El Salvador’s Bitcoin experiment is shaping up to be a big failure, a recent study shows
According to a recent study conducted by the National Bureau of Economic Research (NBER), an American nonprofit research organization, Bitcoin adoption has failed to take off in El Salvador.
More than 60% of respondents ditched the government’s Chivo wallet after using the $30 bonus. A staggering 89% of Salvadorans have never received remittances with the help of the app (only 3% of the respondents received them in Bitcoin). Ninety-nine percent of the respondents have never paid taxes with Bitcoin.
Sixty percent of citizens did not download Chivo at all despite the fact that most of them have access to a smartphone with internet access.
The majority of Salvadorans have never used Chivo ATMs that were installed throughout the country.
The usage of cash, as well as debit and credit cards, remained virtually unchanged after downloading the Chivo wallet for the vast majority of users.
As of April, 80% of companies in El Salvador still do not accept the largest cryptocurrency despite the fact that the controversial Bitcoin Law requires mandatory acceptance. Seventy-one percent of those firms that did report sales of Bitcoin ended up converting them into U.S. dollars (only 12% of them chose to store their coins in the wallet).
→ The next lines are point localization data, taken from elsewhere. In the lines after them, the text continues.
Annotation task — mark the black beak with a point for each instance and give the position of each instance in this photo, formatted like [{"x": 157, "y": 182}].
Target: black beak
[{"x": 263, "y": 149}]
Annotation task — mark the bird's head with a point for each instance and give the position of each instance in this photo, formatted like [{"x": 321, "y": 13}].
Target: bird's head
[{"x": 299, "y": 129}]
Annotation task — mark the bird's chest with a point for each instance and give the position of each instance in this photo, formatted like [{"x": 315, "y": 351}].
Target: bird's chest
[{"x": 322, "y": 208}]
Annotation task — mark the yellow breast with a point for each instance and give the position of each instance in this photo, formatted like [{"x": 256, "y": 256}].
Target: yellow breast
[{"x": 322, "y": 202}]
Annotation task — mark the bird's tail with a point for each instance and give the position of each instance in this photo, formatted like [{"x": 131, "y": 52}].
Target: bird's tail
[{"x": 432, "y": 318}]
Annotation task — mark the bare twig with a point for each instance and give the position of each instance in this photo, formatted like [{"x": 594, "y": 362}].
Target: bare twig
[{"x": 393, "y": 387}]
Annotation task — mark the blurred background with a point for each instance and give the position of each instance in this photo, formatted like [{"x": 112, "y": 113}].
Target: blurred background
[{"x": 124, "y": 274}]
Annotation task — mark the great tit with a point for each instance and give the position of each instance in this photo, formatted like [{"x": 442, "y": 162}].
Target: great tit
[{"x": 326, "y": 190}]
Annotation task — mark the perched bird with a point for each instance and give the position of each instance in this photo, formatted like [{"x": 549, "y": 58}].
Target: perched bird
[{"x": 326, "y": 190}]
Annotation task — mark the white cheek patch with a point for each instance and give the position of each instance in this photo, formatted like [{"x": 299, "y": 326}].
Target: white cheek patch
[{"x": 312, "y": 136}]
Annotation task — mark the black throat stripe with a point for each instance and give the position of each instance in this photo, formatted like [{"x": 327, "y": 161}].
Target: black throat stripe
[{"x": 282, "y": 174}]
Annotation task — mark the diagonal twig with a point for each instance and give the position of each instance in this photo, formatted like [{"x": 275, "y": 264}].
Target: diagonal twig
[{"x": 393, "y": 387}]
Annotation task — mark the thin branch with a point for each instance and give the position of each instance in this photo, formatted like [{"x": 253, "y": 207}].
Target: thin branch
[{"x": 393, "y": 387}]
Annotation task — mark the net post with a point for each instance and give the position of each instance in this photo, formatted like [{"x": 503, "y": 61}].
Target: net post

El Salvador officially adopted Bitcoin as legal tender in September to much fanfare. Since then, not a single country has followed suit. Recent reports about the Central African Republic (CAR) making Bitcoin legal tender are false.
President Nayib Bukele, who used to routinely tweet about his poorly-timed Bitcoin trades, is now mostly silent about crypto as he is posting photos of handcuffed gang members. El Salvador extended the state of emergency imposed in March to battle gang violence. Bukele called off his appearance at the Bitcoin 2022 conference in Miami earlier this month.
In March, El Salvador also postponed the issuance of its much-hyped Bitcoin bonds.